The appellate court concluded it lacked confidence that this trial, when considered as a whole, provided a full and fair opportunity for Roche to contest, present, and advocate the relevant “numbers” evidence. Specifically, the trial court erred in forbidding Roche from placing into
evidence (and arguing) statistics about Accutane usage that could have made Roche’s conduct and labeling decisions appear far more reasonable to the jury. The number of users evidence  could have given the jurors very relevant contextual background, and possibly led the jury to view differently Roche’s pacing in upgrading the risk information on Accutane’s label and package insert.  Even accepting, for the sake of argument, plaintiff’s contention that adverse events are heavily under-reported, the quantity of actual users of a drug logically is a significant part of the
numerical landscape. At a minimum, the actual usage data for Accutane would go to “safety signaling” concerns, i.e., whether Roche had received sufficiently frequent adverse “signals” to take corrective action. Had Roche been allowed to fully present the statistics on users and other related counter-proofs, the jury would have had a fuller and more balanced picture of the data bearing upon the company’s conduct in changing its label. See McCarrell v. Hoffman-La Roche, Inc., No. A-3280-07 (App. Div. Mar. 12, 2009), certif. denied, 199 N.J. 518 (2009).

The court recognized that the trial court’s attempted conceptual boundary between using background data for purposes of evaluating “signals” and company conduct, but not for “causation,” is a technical and somewhat elusive distinction. Increased reports of a medical condition occurring in a drug’s users, as contrasted with the general population, may well provoke a drug maker to strengthen its labeling, even if such adverse reports may suggest only an association and not that the product is, in fact, “causing” such adverse results. In any event, the court of appeals felt there was no need here to draw the boundaries between causation and conduct with precision or with definiteness. The point remains that, even accepting, arguendo, as reasonable the trial court’s prohibition upon Roche using background numbers to disprove causation (because of a concern about reporting), the trial as a whole did not provide Roche with a sufficient opportunity to make full and legitimate uses of such contextual evidence as part of its trial advocacy.  In particular, the jury instruction issued by the court went too far in characterizing to the jurors the use of background numbers to prove or disprove causation as “unscientific.”

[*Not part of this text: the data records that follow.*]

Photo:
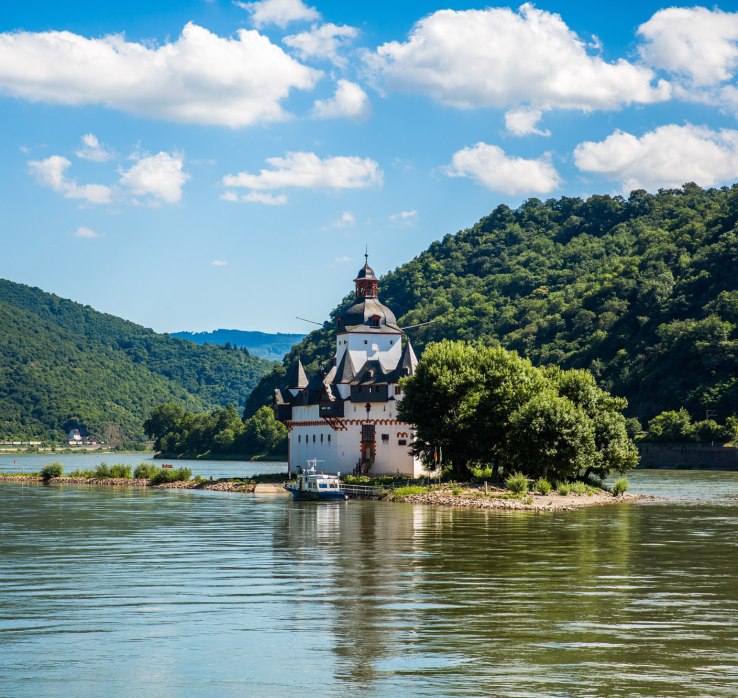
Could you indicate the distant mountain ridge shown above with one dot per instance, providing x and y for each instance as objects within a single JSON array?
[
  {"x": 272, "y": 346},
  {"x": 642, "y": 291},
  {"x": 64, "y": 365}
]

The case was remanded for a new trial.  And on remand, the defense will not be foreclosed from attempting to use the numbers evidence to show not only that the company acted reasonably in the manner in which it developed and modified the Accutane product warnings, but also to attempt (if it chooses to do so) to disprove general causation (along with the multiple epidemiological studies refuting causation).

Roche has successfully defended IBD claims in the federal cases brought to date, obtaining dismissals in each case that have been affirmed on appeal by the United States Court of Appeals for the Eleventh Circuit.